Haben Sie schon mal so ein merkwürdiges WM-Gefühl erlebt? Kein Knistern. Keine Vorfreude. Keine Euphorie. Alleine dafür sollte man die Scheinchenzähler der FIFA für eine Sisyphos-Ewigkeit ans Kopfballpendel zwingen, gefüllt mit quarzigem Wüstensand. Einfach jammerschade, ein globales Freudenfest so zu zertrümmern.
Auch für uns als Journalisten ein Dilemma: Wie umgehen mit einer WM in Katar, die schon bei der Vergabe unheilbar vermurkst worden war, die jetzt schon zwölf Jahre zurückliegt? In einer aufgehitzten Atmosphäre und inmitten der Last-Minute-Empörung vor dem ersten Anstoß, die leider viel zu spät kommt. Und – ganz ehrlich: auch mit viel biegsamer Anbiederei und kriecherischer Heuchelei.

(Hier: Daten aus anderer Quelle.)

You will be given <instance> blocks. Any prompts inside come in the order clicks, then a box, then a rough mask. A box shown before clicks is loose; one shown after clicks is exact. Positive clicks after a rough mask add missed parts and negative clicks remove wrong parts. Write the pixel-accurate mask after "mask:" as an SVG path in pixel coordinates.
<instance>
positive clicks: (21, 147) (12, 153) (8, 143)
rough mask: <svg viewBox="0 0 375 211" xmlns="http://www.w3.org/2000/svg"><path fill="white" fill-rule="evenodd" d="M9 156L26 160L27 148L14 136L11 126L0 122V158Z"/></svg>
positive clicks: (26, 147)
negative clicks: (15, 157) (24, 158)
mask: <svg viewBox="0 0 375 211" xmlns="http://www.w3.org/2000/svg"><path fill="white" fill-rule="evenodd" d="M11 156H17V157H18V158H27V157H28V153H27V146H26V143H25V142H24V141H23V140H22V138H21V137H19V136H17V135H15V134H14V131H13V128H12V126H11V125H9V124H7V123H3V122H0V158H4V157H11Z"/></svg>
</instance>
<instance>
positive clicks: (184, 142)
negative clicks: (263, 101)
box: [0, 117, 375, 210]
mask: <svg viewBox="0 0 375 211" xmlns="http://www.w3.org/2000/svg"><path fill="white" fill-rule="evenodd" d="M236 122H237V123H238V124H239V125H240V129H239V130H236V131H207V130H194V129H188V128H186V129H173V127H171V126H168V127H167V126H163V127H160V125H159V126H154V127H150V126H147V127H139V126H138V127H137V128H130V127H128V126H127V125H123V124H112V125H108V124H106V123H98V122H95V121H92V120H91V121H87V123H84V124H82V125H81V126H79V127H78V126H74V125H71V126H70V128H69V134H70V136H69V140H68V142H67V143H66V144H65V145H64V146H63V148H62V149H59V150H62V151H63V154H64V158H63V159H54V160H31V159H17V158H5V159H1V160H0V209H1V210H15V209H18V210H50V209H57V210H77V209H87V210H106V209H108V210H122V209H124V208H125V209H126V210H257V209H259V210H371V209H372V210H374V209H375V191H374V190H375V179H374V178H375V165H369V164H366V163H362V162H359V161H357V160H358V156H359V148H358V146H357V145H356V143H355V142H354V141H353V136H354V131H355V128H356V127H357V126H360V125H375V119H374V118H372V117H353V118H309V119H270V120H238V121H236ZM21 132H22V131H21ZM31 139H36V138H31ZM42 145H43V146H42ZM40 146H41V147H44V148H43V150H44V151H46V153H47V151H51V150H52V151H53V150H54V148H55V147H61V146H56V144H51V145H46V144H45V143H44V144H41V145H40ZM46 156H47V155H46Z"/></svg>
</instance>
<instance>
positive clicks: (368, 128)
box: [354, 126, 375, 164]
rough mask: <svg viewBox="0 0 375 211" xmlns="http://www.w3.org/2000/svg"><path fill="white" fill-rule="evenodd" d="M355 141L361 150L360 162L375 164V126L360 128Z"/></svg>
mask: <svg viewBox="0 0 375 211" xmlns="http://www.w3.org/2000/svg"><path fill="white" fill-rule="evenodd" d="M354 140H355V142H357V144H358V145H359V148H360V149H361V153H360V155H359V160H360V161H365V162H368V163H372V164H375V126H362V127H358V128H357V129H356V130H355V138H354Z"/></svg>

Was im Dezember 2010 geschah, als die FIFA das großartige Spiel verriet, hätte einfach nicht passieren dürfen. Das lese ich auch in vielen Mails nach unseren GEA-Artikeln und meinem letzten Kommentar. Das ist gut so!
Einige Leser fragen uns, ob wir als GEA nun nicht auch konsequent die WM boykottieren müssten, fordern sogar dazu auf. Das ist, gerade nach den ätzenden Vorwürfen gegen »uns als Medien« in den vergangenen Jahren, ein neuralgischer Punkt, weil es über allem doch um Meinungsfreiheit und Demokratie geht, deren Schutz. Nein, ein Boykott in der Berichterstattung wäre ein eklatant falsches Signal. Denn wir dürfen nicht wohlfeil ausblenden, was uns nicht gefällt, weil etwa eine Redaktionsmehrheit das so sieht. Da gibt es viele schmerzhafte Lehren aus der spaltenden Corona-Demo-Zeit: Wir sind keine Partei.

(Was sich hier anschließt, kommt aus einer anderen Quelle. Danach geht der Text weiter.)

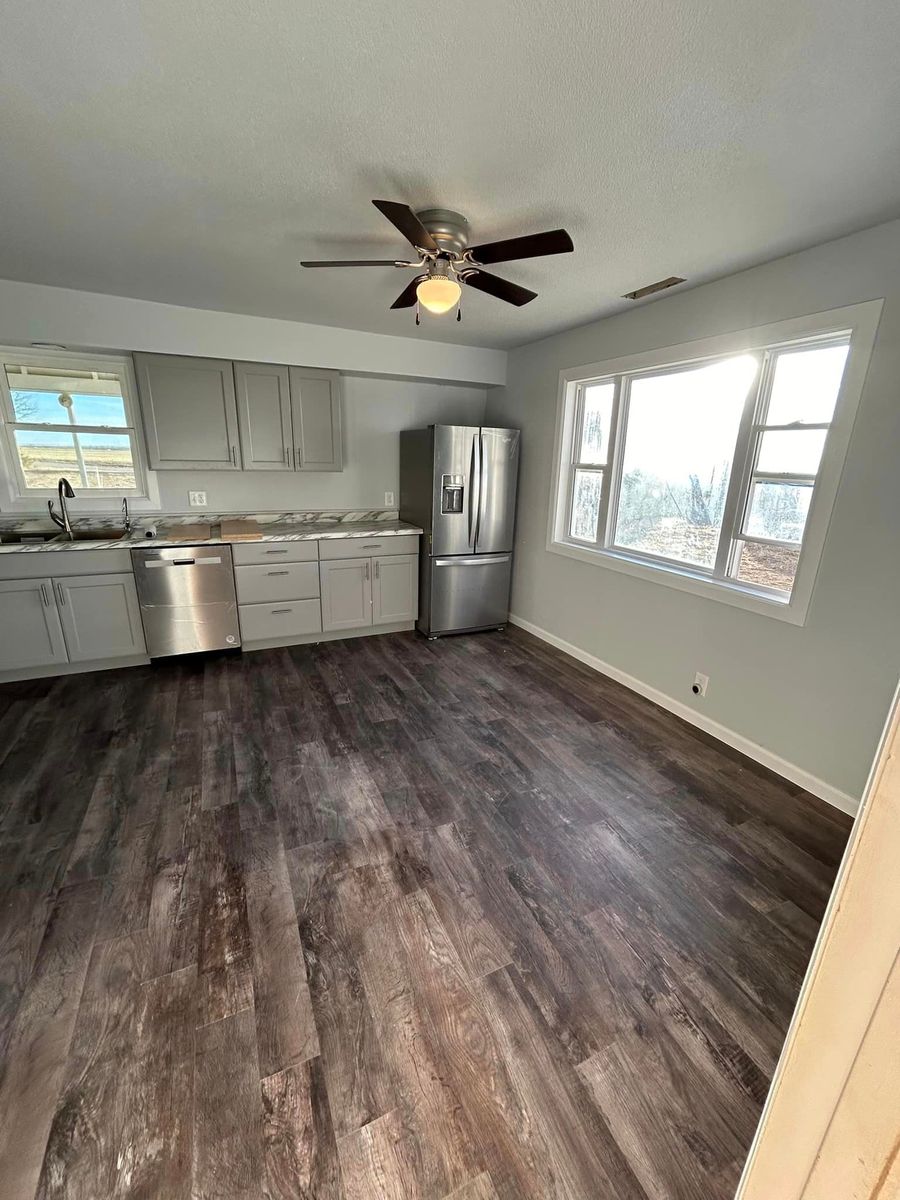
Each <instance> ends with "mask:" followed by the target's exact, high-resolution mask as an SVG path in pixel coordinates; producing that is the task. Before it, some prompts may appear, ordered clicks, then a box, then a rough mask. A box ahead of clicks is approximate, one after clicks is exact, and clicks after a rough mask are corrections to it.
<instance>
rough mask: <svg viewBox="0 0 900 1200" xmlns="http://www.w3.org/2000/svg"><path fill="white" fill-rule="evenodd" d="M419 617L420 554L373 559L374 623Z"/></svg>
mask: <svg viewBox="0 0 900 1200" xmlns="http://www.w3.org/2000/svg"><path fill="white" fill-rule="evenodd" d="M418 616H419V556H418V554H391V556H385V557H383V558H373V559H372V624H373V625H390V624H391V623H392V622H395V620H415V618H416V617H418Z"/></svg>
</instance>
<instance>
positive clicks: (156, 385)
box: [134, 354, 241, 470]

Mein persönliches journalistisches Credo steht immer für den nüchtern unverstellten Blick auf Nachrichten und Fakten: Berichte, was ist, lasse nichts weg, füge nichts hinzu – und überlasse den Lesern ein Urteil. Über die WM werden wir berichten wie über alles, was auf der Welt passiert. Und das nicht nur im Sportteil. Aber ich möchte, unjournalistisch, auch hier aufrichtig sein – als Fußball-Fan: Vielleicht ist es in Zeiten wie diesen auch gut, wenn der Ball endlich rollt: »Brot und Spiele«, stimmt. Ob das gut tut, muss jeder selbst entscheiden. Ob es richtig ist, bleibt eine Gewissensfrage. Auch das ist Freiheit. Anders als in Katar.